Mr Littleproud said the meeting in India was “true testament to the strength of our bilateral relations, despite the ongoing COVID emergency.”
“Supporting and increasing trade in agriculture between our two large countries is essential to this relationship – even small gains can bring great importance for the Australian exporter,” said Mr. Littleproud.
“We committed to the Indian-Australian Grain Partnership last year and we are therefore committed to promoting close relations between the grain sector and sharing our expertise. “However, market access does not stop. We Australia’s expert know-how is shared with the world to help improve food safety in cereals storage, handling and supply chains.”

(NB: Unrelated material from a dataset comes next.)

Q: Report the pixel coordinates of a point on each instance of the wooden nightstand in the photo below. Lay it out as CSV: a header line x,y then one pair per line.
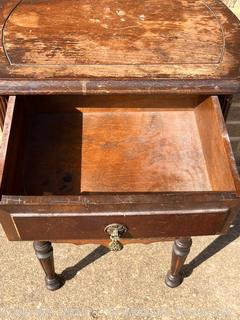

He said Mr Littleproud was working together on resolving barriers to trade in India and seeking the approval of better conditions of market access for Australian exporters, such as in-transit phosphine fumigation for exported goods.
The double-way agricultural trade between Australia and India is currently worth more than $1 billion; among the most important exports to India are lentils, grey wool, alms, raw cotton and oats.
Due to the structure of India’s agriculture economy, forming agricultural trade alliances has historically been challenging. More than 86 percent of India’s cultivated farmland is owned by small farmers with less than two hectares of land, with the government giving a minimum support price for specific crops like wheat and rice to many of them.
The Indian government has just changed the rules to make it easier for farmers to circumvent government-regulated markets and sell straight to private buyers.
While the amendments have sparked months of nationwide protests as Indian farmers fear being pushed out by multinational corporations, the new legislation may present an opportunity for Australia.
Along with the high-level dialogue and rhetoric, GrainGrowers CEO David McKeon said it was critical for the government to engage directly on trade restrictions that keep Australian exports out of India.
Mr McKeon explained that “there are long-term tariffs on chickpeas and lentils, as well as restrictions on malt barley due to weed seed thresholds.”
“Tariff limitations on some pulses, such as mung beans, have recently been eased. It’s a modest trading market in Australia, but it does indicate that things are improving ” We’ll be watching to see if the same decisions are made about lentils and chickpeas in the coming months.” “The time for winter plantings for Australian farmers is almost over, but for anyone having lentils in the ground, lifting the Indian restrictions would be a huge help this year.”